Ian moved his camera. Chad saw his hand point to the rectangles.
“One is this cylinder,” he said, “see the downward arrow there?”
“This rectangle without a top line has wavy lines in it and an arrow pointing upward,” Kenneth said.
“It’s how to empty the tanks!” Ian said. “You turn the knobs.”
“See the double lines connecting both rectangles? There’s no drainage in the bottom of the second rectangle,” Paige said. “Is there?”
“Why would there be?” Kenneth said. “Deuterium was a commodity in Ancient times. If we drain this tank, it has to go somewhere safe, or it would be wasted.”
“A universal fuel pit, maybe?” Ian asked. “Maybe they recover the water in buckets and take it up?”
“Or maybe somebody could let a tube down and pump it out,” Paige said.
“Chad to Kenneth,” Chad spoke through the comm at Philippa’s work station.
“Kenneth here.”
“Try to find the pit where that water goes,” Chad said.
They returned to the first diagram and looked it over again. Then Kenneth pointed to a rectangle.
“There is a passage through to here,” he said. He pointed to it. “See this rectangle around the four circles? That’s the room we were just inside. The rectangle is connected to a square over here, and it has a square inside it.”
It took several more minutes to get the knob to turn and Kenneth took Paige with him to the second room with the square in it. He scanned down below and saw the water level rise and rise. A quick scan showed no sign of a drainage point for the pool.
“We could use a crew down here,” Kenneth said. “We’ll need a long hose.”
1527 hrs
Niphredil – Command Center
Chad watched as the fuel indicators at Kenneth’s board rose to full height. There had been enough deuterium in three of the tanks to fully replenish Niphredil’s fuel reserves.
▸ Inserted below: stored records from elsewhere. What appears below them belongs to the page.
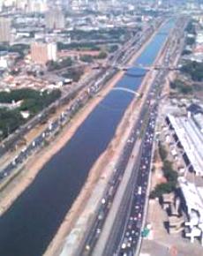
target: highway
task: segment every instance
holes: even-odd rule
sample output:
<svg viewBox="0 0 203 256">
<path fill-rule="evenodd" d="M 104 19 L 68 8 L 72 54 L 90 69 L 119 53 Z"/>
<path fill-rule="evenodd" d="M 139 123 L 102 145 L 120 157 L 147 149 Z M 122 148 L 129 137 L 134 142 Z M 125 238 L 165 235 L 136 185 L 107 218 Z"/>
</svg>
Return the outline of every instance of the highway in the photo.
<svg viewBox="0 0 203 256">
<path fill-rule="evenodd" d="M 139 118 L 132 129 L 117 169 L 109 182 L 101 206 L 95 213 L 93 225 L 90 225 L 89 230 L 86 230 L 86 236 L 77 255 L 131 256 L 135 255 L 139 249 L 140 234 L 145 222 L 145 206 L 147 199 L 148 177 L 151 169 L 157 108 L 161 100 L 160 94 L 162 84 L 169 72 L 169 68 L 167 67 L 173 63 L 175 56 L 183 49 L 184 41 L 180 41 L 179 38 L 180 36 L 184 38 L 183 31 L 186 24 L 187 19 L 178 20 L 176 24 L 176 29 L 173 30 L 173 34 L 170 34 L 169 39 L 165 44 L 167 47 L 164 48 L 162 64 L 166 68 L 158 72 L 155 79 L 151 85 L 146 99 L 146 104 L 144 104 L 140 111 Z M 140 127 L 143 125 L 145 127 L 142 131 L 143 134 L 139 134 Z M 102 252 L 99 252 L 96 246 L 105 228 L 105 222 L 109 217 L 112 204 L 114 204 L 114 199 L 126 166 L 131 160 L 132 154 L 133 154 L 133 147 L 140 137 L 142 137 L 142 147 L 139 157 L 134 163 L 132 178 L 129 182 L 129 186 L 123 196 L 123 203 L 117 213 L 105 248 Z"/>
<path fill-rule="evenodd" d="M 148 37 L 150 37 L 150 35 L 152 35 L 155 27 L 160 26 L 160 24 L 161 20 L 158 20 L 154 23 L 154 25 L 150 25 L 148 27 L 146 27 L 143 34 L 139 33 L 137 35 L 135 35 L 134 38 L 124 45 L 124 48 L 116 52 L 113 59 L 110 59 L 111 57 L 109 57 L 109 63 L 111 64 L 117 62 L 121 64 L 124 64 L 125 62 L 129 59 L 129 52 L 132 52 L 132 47 L 134 50 L 135 49 L 138 49 L 140 45 L 145 42 Z M 124 49 L 125 50 L 124 57 L 122 54 Z M 122 59 L 120 59 L 121 54 Z M 13 145 L 15 145 L 15 143 L 19 139 L 19 138 L 22 138 L 39 123 L 43 122 L 43 120 L 47 118 L 49 114 L 54 109 L 56 109 L 59 106 L 68 102 L 71 99 L 75 97 L 77 93 L 79 92 L 82 88 L 86 88 L 81 96 L 76 97 L 73 103 L 68 107 L 67 109 L 63 111 L 53 123 L 49 122 L 47 125 L 47 128 L 45 128 L 45 130 L 38 137 L 31 141 L 30 144 L 26 145 L 19 154 L 11 159 L 11 162 L 0 169 L 0 184 L 4 182 L 4 180 L 12 175 L 14 171 L 20 169 L 31 155 L 47 145 L 47 142 L 50 141 L 50 139 L 54 138 L 58 132 L 60 132 L 61 128 L 69 123 L 70 118 L 74 115 L 74 113 L 76 113 L 79 108 L 84 106 L 89 98 L 96 94 L 98 91 L 101 90 L 103 86 L 105 86 L 107 80 L 113 77 L 116 72 L 117 71 L 115 71 L 114 68 L 104 68 L 102 70 L 94 71 L 91 76 L 79 83 L 76 87 L 74 87 L 73 89 L 63 95 L 56 102 L 53 102 L 49 108 L 42 110 L 39 115 L 35 116 L 23 126 L 19 127 L 16 132 L 11 134 L 11 136 L 7 138 L 0 146 L 1 156 L 3 156 L 9 149 L 11 149 Z"/>
</svg>

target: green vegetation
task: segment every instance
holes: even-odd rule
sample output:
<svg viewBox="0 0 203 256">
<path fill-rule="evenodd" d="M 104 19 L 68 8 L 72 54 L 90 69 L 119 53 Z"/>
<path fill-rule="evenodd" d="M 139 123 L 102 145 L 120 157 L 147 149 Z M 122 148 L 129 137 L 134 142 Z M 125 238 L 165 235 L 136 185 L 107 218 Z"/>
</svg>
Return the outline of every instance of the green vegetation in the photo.
<svg viewBox="0 0 203 256">
<path fill-rule="evenodd" d="M 5 138 L 23 124 L 23 117 L 18 110 L 0 109 L 1 138 Z"/>
<path fill-rule="evenodd" d="M 96 44 L 92 43 L 92 42 L 86 42 L 86 43 L 72 42 L 72 43 L 69 43 L 69 44 L 58 42 L 57 49 L 58 49 L 58 50 L 62 50 L 62 49 L 100 50 L 100 47 L 98 47 Z"/>
<path fill-rule="evenodd" d="M 195 43 L 195 38 L 194 37 L 187 37 L 186 38 L 186 44 L 187 45 L 193 45 Z"/>
<path fill-rule="evenodd" d="M 203 64 L 195 61 L 190 61 L 181 68 L 184 73 L 191 76 L 194 81 L 203 80 Z"/>
<path fill-rule="evenodd" d="M 184 49 L 182 52 L 182 55 L 189 55 L 192 54 L 192 50 L 190 49 Z"/>
<path fill-rule="evenodd" d="M 167 152 L 164 147 L 160 143 L 159 154 L 163 162 L 163 175 L 167 183 L 157 184 L 154 190 L 151 192 L 150 198 L 159 198 L 163 193 L 169 193 L 177 187 L 177 173 L 173 169 L 172 164 L 167 160 Z"/>
<path fill-rule="evenodd" d="M 28 51 L 29 45 L 27 44 L 14 44 L 14 45 L 8 45 L 8 44 L 1 44 L 0 45 L 0 51 L 8 51 L 8 52 L 16 52 L 19 53 L 19 59 L 22 59 L 25 56 L 25 52 Z"/>
<path fill-rule="evenodd" d="M 66 57 L 62 61 L 55 62 L 55 61 L 49 61 L 47 63 L 48 70 L 49 72 L 60 70 L 65 67 L 70 67 L 72 65 L 72 60 L 71 57 Z"/>
<path fill-rule="evenodd" d="M 169 86 L 171 89 L 177 90 L 178 93 L 183 94 L 190 94 L 193 92 L 192 86 L 186 85 L 184 82 L 179 79 L 176 79 L 175 81 L 170 82 Z"/>
<path fill-rule="evenodd" d="M 117 44 L 113 44 L 113 45 L 111 45 L 111 46 L 109 47 L 108 51 L 109 53 L 112 53 L 112 52 L 115 52 L 117 49 L 118 49 L 118 45 Z"/>
<path fill-rule="evenodd" d="M 22 101 L 21 105 L 15 109 L 0 109 L 1 138 L 5 138 L 26 123 L 20 111 L 28 111 L 30 118 L 60 96 L 61 92 L 59 90 L 52 92 L 44 91 L 43 93 L 33 89 L 13 90 L 11 93 L 0 92 L 1 103 L 11 103 L 13 101 Z"/>
</svg>

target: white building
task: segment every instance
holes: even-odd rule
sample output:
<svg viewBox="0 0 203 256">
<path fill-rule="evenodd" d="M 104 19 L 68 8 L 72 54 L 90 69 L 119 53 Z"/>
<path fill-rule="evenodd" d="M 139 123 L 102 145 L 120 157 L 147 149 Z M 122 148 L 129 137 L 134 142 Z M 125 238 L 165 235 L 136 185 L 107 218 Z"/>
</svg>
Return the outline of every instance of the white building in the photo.
<svg viewBox="0 0 203 256">
<path fill-rule="evenodd" d="M 185 236 L 193 243 L 200 239 L 203 246 L 203 187 L 197 187 L 184 177 L 178 178 L 187 208 L 188 222 L 184 223 Z"/>
</svg>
Several people petitioned Chad to explore the planet, and Chad allowed parties to form. One was scheduled to take Mithrandir on an orbital survey of the planet and return in two days. Three other parties were finally resolved: One would search the coastline where Philippa thought she saw plasteel remnants, the second would explore the area nearby and examine the plants and wildlife, and the third party would dig where Philippa had located the variances in soil density.
Though they now had proof that the Ancients had been here, and reason to explore here, Chad had his misgivings. There was something foreboding about this world, something different from Cairn and something that felt sinister.